The new rules, known as MiFID II, will be introduced in January 2018 with the aim of making EU bond and commodities markets more transparent.

Asked whether these rules could work without Britain - by far the bloc's biggest securities market - having access to the EU market, Verena Ross, head of the European Securities and Markets Authority (ESMA), said adjustments might be needed.

"It can work, yes. We might need to review the specifics if the UK is not in the European Union by that stage," she told Reuters on the sidelines of a financial stability conference in Oslo.

"But at the moment, the clear position from the UK FCA (Financial Conduct Authority)... is that they are preparing for MiFID II implementation and that it will continue for the time being."
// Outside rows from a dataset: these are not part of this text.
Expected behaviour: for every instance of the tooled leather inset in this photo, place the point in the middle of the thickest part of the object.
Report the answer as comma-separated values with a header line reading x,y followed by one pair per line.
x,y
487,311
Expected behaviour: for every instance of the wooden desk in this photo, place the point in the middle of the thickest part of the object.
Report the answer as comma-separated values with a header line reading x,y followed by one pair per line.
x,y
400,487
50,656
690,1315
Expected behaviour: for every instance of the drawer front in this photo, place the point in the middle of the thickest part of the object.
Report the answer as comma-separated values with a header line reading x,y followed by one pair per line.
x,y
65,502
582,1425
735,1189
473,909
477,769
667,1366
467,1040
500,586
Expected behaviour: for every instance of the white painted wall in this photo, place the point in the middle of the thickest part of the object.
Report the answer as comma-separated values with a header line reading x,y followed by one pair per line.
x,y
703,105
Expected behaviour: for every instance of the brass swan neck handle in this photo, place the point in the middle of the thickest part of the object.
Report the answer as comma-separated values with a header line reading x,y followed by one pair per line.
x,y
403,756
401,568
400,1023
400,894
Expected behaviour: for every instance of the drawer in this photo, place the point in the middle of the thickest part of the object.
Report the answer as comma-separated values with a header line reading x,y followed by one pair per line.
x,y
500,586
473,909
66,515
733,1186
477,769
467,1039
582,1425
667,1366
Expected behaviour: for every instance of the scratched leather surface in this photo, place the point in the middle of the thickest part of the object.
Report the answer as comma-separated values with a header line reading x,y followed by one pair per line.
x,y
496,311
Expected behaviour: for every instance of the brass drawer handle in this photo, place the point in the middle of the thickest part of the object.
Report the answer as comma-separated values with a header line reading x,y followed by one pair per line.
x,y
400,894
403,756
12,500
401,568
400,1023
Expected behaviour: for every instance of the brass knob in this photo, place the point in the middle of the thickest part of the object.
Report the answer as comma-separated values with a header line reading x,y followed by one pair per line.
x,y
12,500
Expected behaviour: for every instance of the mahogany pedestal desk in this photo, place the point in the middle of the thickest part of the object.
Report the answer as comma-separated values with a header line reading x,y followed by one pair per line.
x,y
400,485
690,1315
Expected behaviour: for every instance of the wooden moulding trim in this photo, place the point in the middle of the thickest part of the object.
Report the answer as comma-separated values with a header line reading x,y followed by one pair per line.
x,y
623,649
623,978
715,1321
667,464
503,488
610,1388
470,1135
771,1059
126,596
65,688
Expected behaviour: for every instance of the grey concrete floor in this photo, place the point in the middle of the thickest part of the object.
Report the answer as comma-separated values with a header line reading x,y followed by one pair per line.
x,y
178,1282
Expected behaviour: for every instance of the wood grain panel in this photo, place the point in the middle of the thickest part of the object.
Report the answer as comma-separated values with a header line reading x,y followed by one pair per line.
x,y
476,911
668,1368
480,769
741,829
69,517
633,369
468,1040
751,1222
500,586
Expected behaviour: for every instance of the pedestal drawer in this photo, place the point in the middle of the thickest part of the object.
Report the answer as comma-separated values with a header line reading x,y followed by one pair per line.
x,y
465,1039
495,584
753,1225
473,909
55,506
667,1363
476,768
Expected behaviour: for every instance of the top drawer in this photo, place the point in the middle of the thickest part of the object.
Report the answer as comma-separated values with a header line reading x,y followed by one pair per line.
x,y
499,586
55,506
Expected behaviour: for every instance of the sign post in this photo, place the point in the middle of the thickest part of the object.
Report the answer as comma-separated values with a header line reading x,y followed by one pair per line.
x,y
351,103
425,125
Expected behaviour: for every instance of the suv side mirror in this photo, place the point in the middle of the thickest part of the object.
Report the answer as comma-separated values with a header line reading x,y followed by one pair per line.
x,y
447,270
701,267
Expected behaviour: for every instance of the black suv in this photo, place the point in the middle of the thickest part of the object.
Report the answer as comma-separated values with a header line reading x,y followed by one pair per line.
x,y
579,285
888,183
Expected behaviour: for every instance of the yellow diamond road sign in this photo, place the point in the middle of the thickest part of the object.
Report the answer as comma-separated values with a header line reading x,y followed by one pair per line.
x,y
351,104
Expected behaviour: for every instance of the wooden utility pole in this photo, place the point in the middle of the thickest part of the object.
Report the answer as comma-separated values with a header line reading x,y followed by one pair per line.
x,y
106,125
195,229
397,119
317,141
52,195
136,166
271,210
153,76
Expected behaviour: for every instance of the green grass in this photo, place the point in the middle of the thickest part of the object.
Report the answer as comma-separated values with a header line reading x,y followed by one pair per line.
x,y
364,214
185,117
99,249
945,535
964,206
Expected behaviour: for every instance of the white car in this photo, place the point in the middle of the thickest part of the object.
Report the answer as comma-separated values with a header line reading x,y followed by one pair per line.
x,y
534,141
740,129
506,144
Financial industry officials have said that if banks, trading venues and clearing houses based in Britain failed to have adequate access to the EU's single market after Brexit, the volume of data needed to make MiFID rules work in practice would be lacking.

For example, the new rules impose transparency requirements on bonds if they are frequently traded, but this could be hard for ESMA to define if a major source of liquidity was taken away.

London is a major trading venue for commodities and will provide much of the data needed for ESMA to impose limits on how large a position any individual trader can have in a commodity. Ross said this set of regulations covered many aspects that were "at least as important for the EU 27 as ...for the UK".

"Of course the UK plays a big part in these markets. But the rules that are there for MiFID II make sense for any national market." Ross said it was too early to say what other aspects of ESMA's work could be affected by Brexit."We are looking at the different scenarios to find out what the potential implications could be."